One of my readers recently posed a question about loose ends in a book-length narrative and how to know what needs to be resolved and what can be left slightly open. The question also included an inquiry into the effectiveness of epilogues.

A book-length narrative asks us to invest in the sweep of the main characters’ lives. A writer sets into motion a narrative arc, and as readers we have a right to expect by book’s end some sort of resolution. A question posed gets answered. Will Gatsby reclaim his long-ago love, Daisy? Will Atticus Finch successfully defend the wrongly accused Tom Robinson? Will Romeo and Juliet find their happy-ever-after? The resolution of a sequence of dramatized events, though, is different from the resolution of our characters’ lives. Gatsby dies by murder. The jury convicts Tom Robinson, which leads to his death, and to the danger inflicted upon Atticus’s children at the very end of the book. Romeo and Juliet? Well, I think we all know what became of them. Our main characters who survive the circumstances of their lives move on into their futures beyond the ends of their narratives. Nick Carraway, disillusioned, returns to his native Midwest. Atticus Finch watches over his injured son, Jem. The narrative arc has reached its end, but there’s a door that opens into the future, and we imagine how the characters’ lives will be affected by what they’ve lived through. The final sentence of To Kill a Mockingbird resonates with the future while keeping a foot solidly in the dramatic present. The injured Jem is asleep in his bedroom and Atticus stands watch over his son. Our narrator, Jem’s sister Scout, closes out the narrative with this final passage:

He [Atticus] turned out the light and went into Jem’s room. He would be there all night, and he would be there when Jem waked up in the morning.

The events of the central drama have come to an end, but so much awaits Jem and Scout and Atticus once the morning comes, and the morning after that, and the one after that, and on and on through their lives which have been forever altered by their experiences in this small southern town. Those future lives are in flux and best left to the reader’s imagination. It can be quite effective, then, to close the central dramatic arc of a book while leaving the future for the main characters slightly open.
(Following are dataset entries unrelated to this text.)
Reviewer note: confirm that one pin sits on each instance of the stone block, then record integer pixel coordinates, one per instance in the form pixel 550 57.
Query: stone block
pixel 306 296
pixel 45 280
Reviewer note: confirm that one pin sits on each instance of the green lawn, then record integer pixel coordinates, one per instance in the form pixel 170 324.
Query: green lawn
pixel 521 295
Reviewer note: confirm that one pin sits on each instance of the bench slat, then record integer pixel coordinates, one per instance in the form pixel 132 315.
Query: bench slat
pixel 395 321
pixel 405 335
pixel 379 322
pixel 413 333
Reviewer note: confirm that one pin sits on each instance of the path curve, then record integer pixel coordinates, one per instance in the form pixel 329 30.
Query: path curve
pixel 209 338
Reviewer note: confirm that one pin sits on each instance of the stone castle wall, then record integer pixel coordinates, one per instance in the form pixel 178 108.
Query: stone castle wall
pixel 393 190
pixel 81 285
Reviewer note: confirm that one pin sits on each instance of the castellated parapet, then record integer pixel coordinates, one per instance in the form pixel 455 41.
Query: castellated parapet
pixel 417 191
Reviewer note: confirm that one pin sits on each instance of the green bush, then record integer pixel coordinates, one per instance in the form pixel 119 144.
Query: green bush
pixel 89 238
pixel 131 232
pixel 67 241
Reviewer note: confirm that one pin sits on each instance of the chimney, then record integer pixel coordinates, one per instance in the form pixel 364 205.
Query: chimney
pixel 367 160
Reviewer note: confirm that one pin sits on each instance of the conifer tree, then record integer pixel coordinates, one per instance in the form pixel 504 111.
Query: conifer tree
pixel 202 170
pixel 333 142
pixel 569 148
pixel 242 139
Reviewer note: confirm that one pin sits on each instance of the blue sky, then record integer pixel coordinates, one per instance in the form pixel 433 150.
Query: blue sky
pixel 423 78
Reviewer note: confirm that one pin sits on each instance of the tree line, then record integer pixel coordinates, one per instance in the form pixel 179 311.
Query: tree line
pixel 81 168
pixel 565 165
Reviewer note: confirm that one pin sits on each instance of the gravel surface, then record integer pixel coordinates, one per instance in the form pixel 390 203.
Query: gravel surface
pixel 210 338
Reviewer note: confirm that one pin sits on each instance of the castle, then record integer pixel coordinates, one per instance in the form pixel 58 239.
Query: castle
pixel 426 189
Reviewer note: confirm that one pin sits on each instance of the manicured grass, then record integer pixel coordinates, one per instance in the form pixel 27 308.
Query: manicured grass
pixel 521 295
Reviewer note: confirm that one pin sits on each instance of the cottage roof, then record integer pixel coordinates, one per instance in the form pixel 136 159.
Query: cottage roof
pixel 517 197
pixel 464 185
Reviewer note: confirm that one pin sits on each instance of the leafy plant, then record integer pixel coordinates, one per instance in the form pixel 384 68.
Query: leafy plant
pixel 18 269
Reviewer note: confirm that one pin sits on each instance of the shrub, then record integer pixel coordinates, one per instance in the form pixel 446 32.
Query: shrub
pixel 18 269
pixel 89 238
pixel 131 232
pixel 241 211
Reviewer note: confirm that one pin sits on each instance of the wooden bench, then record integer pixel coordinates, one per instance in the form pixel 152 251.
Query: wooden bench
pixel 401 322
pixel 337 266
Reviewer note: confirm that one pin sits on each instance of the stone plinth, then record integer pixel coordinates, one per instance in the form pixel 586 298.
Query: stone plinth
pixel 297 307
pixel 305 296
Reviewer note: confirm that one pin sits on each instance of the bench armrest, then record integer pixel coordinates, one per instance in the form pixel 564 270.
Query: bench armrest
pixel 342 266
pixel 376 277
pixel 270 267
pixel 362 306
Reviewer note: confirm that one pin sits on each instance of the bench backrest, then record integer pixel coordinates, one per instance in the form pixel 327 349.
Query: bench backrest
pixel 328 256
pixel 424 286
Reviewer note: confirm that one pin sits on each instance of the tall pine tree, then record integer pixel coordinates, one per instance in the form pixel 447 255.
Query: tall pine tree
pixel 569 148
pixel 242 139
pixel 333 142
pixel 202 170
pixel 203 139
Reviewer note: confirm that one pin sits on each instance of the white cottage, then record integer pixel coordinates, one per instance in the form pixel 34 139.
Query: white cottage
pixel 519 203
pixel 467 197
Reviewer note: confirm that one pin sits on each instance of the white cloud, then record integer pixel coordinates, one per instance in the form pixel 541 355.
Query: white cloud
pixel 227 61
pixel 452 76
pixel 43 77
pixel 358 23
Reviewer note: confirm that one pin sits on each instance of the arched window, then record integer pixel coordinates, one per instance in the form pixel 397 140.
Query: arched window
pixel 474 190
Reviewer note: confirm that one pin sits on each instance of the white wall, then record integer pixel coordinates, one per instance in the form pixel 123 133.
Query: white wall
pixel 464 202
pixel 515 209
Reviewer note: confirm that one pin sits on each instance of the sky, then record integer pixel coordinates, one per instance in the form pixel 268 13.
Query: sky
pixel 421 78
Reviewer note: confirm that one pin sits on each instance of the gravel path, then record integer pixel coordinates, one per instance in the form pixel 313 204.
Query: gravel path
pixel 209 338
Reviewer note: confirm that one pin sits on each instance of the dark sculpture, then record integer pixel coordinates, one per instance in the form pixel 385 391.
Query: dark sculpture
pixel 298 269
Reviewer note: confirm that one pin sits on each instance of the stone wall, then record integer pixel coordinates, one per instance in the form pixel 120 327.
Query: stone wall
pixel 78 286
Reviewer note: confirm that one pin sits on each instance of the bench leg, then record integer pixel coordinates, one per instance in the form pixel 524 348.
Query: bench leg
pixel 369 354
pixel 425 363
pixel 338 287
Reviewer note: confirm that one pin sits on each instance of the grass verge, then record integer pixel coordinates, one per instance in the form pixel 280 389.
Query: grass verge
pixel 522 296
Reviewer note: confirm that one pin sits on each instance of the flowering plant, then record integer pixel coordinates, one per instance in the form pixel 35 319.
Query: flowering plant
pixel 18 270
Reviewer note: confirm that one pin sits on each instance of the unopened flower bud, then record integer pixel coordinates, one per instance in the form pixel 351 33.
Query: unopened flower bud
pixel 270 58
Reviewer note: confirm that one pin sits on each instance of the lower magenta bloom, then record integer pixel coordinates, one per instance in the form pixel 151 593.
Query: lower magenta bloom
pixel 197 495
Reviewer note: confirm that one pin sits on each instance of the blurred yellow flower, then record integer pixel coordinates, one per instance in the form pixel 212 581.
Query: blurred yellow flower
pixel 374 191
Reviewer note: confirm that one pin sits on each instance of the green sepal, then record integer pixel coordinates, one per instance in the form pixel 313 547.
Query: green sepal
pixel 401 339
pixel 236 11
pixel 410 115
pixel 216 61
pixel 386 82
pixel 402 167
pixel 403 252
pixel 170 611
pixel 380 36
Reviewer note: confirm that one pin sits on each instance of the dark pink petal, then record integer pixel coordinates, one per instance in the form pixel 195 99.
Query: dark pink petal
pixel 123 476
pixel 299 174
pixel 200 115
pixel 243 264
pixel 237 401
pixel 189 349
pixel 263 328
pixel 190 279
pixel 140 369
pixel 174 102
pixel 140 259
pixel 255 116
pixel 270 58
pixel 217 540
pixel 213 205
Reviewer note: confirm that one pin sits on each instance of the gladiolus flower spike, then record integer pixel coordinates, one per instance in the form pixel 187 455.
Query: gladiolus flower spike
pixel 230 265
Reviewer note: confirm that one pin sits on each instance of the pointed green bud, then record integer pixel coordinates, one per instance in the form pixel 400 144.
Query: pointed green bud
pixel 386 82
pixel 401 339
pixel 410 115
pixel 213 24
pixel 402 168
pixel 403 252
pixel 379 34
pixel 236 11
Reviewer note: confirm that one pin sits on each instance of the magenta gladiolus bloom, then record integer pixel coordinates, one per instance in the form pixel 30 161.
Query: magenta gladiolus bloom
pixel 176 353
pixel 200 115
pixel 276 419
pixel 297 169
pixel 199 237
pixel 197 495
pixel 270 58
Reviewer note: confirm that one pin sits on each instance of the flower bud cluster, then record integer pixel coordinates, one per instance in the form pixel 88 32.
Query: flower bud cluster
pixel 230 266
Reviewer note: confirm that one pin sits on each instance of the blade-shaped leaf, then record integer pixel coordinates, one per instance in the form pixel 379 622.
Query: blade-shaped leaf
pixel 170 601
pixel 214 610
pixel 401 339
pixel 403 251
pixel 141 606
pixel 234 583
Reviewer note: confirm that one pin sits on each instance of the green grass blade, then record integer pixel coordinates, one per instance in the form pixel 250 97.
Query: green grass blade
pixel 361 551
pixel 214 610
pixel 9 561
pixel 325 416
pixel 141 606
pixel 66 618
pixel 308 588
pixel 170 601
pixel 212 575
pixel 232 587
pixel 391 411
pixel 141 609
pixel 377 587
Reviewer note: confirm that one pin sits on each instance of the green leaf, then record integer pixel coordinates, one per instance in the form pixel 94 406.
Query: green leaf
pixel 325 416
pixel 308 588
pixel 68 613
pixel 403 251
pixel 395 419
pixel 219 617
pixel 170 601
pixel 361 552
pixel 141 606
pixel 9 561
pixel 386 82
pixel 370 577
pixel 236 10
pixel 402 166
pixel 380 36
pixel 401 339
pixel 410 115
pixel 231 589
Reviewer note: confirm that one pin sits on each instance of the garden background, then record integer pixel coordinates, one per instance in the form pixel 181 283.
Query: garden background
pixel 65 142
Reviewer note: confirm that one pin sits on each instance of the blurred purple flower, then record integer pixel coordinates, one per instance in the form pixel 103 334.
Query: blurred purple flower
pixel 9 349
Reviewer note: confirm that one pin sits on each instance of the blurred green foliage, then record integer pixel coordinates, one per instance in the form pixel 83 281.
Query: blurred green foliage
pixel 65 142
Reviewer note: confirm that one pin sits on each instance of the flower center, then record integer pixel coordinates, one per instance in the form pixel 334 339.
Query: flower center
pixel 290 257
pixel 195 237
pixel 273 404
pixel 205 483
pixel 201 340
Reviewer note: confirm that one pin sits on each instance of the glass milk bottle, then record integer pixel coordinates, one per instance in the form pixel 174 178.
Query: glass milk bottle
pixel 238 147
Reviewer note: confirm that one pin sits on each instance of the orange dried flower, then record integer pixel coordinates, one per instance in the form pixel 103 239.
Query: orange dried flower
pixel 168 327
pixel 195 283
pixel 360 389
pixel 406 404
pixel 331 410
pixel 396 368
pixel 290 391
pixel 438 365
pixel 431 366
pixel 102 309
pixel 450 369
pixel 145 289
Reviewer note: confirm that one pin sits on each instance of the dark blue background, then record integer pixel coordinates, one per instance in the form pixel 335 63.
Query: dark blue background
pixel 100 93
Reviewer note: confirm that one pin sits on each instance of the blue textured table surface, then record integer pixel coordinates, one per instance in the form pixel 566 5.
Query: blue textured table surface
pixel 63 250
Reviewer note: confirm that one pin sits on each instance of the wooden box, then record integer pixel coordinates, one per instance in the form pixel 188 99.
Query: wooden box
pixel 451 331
I don’t have any strong feelings about epilogues, but I see their effectiveness when wishing to dramatize characters’ lives at a time far in the future from the central dramatic arc of the book. Still, I should note that a skilled writer can allude to distant futures with succinct statements. Scout, for instance, walks the enigmatic Boo Radley back to his house: His fingers found the front doorknob. He gently released my hand, opened the door, went inside, and shut the door behind him. I never saw him again. Just like that, the story of Boo Radley ends. I should also note that the end of a book, whether during the main narrative or in an epilogue, can be an opportunity to emphasize some of the major moments of the story. Here, again, is Scout, speaking of Boo Radley: He gave us two soap dolls, a broken watch and chain, a pair of good-luck pennies, and our lives. With this, Scout sweeps us back through the narrative. She even manages to recall her friend Dill and her neighbors Miss Stephanie Crawford, Miss Maudie, and Mrs. Dubose. She reminds us of Jem and her coming home from school and racing each other to reach their father. She imagines events such as Atticus’s shooting of the rabid dog from the perspective of Boo Radley, and as she does, she evokes the narrative we’ve lived through.
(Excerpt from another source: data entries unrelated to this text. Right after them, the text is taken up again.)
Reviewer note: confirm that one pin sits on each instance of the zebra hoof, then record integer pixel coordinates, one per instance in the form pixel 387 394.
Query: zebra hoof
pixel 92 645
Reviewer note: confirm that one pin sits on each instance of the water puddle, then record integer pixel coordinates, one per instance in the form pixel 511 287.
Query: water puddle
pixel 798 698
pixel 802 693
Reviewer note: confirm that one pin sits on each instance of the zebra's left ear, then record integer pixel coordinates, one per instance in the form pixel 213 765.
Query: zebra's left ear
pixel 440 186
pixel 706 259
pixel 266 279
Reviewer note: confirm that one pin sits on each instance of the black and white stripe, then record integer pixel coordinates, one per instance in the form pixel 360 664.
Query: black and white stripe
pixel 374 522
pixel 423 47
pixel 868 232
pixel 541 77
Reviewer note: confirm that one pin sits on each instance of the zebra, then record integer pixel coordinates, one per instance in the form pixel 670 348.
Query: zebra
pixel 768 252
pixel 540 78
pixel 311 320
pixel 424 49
In short, the power of a book-length narrative comes from a certain degree of closure to the central dramatic events while leaving the consequences to reverberate in the silence that comes upon us after we read the final page. We sense our main characters’ lives going on without us there to witness them, and the bittersweet feeling we have when we say goodbye to loved ones fills us. On one hand, we’re satisfied to have shared the drama of the narrative with these people, but on the other hand, we’re sad to have to let them go.



  1. Rhonda Hamm on June 12, 2023 at 7:07 pm

    Excellent. Helpful. To Kill a mockingbird is one of my favorites. Thank you.

    • Lee Martin on June 13, 2023 at 9:58 am

      It’s one of my favorites, too, Rhonda!